Do you like Hector Neris? It’s a complex question.
Well, not really. You probably don’t know Hector Neris. He was born in San Cristobal in the Dominican Republic. His nicknames are “Happy Hector” or “Compa H.” His splitter can bend time. Bruce Bochy thinks he’s an idiot. He was a big supporter of this large Panamanian child at the Little League World Series.
Not a lot to dislike, unless you were a Phillies fan circa April-June 2018. During this time, Neris threw a little over 500 pitches, some of which landed very far away. Eleven of them, actually. In his first appearance of the season, he let this happen, and in doing so made a little Opening Day baseball history.
Down five runs to another club looking to be this year’s Cinderella, the Braves saw Freddie Freeman, Ozzie Albies and Nick Markakis power them to their largest Opening Day comeback victory in the modern era.
Neat! In his final appearance of this April to June stretch, he gave up three home runs to Washington, and the Nationals celebrated the “hellacious beating” with the joy of a team that would be trading away key pieces months later.
After a promising April, Neris logged a 6.47 ERA in May and a 9.45 ERA in June as hitters clubbed away at him with a .367 BA. Maybe it was true that all he needed was some time away from the spotlight. He wasn’t fooling hitters. He was taking the lid off a sizzling plate of meatballs, and they were devouring them. The Phillies may as well have changed his entry music from the bullpen to a dinner bell.

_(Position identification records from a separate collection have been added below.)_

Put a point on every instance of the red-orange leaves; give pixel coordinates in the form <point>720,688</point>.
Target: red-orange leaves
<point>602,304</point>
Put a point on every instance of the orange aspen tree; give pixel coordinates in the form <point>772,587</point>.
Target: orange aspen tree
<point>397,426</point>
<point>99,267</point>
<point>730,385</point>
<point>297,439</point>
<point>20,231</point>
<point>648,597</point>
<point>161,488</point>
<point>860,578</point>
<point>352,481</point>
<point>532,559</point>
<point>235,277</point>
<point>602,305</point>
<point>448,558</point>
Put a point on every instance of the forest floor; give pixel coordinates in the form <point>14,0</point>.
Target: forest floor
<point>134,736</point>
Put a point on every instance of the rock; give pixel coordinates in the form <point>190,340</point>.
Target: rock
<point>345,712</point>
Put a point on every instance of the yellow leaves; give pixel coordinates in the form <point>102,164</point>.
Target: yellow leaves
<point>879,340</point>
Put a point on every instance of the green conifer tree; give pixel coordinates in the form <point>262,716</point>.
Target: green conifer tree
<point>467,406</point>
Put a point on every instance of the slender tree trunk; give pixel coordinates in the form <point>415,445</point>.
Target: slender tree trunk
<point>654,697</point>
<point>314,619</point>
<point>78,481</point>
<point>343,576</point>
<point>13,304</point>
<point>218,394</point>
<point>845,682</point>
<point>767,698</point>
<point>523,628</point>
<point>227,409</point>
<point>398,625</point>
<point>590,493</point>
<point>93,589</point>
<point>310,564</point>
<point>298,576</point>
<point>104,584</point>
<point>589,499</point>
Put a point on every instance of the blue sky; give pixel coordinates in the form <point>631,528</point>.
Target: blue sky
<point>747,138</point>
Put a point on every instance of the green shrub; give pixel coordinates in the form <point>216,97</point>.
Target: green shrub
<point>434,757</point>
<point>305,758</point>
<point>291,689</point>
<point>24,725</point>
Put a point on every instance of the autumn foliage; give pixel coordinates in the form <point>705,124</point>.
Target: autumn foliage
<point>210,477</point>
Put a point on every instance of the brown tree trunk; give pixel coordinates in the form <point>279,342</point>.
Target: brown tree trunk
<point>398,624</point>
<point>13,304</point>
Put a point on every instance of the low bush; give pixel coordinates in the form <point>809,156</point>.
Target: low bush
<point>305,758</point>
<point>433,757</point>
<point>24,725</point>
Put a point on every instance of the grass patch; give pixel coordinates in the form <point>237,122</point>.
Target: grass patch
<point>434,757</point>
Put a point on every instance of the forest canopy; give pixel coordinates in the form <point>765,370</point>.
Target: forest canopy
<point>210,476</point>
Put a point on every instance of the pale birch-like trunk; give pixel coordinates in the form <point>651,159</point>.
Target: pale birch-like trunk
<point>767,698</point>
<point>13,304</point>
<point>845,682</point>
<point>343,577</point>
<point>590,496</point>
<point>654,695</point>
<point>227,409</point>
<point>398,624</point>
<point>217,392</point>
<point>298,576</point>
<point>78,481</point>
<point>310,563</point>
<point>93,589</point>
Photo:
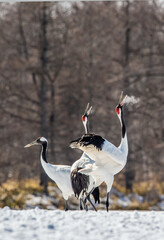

It was not long before the fans reached the end of their patience; and eventually, the Phillies reached the end of theirs as well. Demoted, Neris disappeared to Lehigh Valley, where he sought to rejigger himself into an effective reliever. He pitched in 19 games for the IronPigs and amassed a 1.45 ERA. He didn’t allow a run through seven starts. Something was working, and it worked for long enough that it wasn’t just the AAA hitters to blame.
It’s a long season. Remember when Neris was the scourge of the bullpen, letting the Phillies bleed wins and costing them early season ground in the NL East? Of course you do, I was just talking about it. Now he’s struck out 18 of the 28 batters he’s faced since returning to the Phillies, baptized and rejuvenated in the fires of minor league ball.
In a season of lessons, Neris’ may be the most fervent. This is a year in which the type of season we’re watching has been debated:
Is this the fourth year of a rebuild?
Is it a contention year?
Wait, the Phillies have lost eight straight series. Is it?
No, actually; not anymore to me, anyway.
The definition of “success” has come up a lot. The Phillies have not escaped frustration or blame this season, and nor should they. But this season has unarguably been a success. They’ve learned more about the assets they have; learned what they can do, what they apparently can’t do, and who is going to still be here when the dust settles. They just haven’t maintained a hold on first place as they’ve done it.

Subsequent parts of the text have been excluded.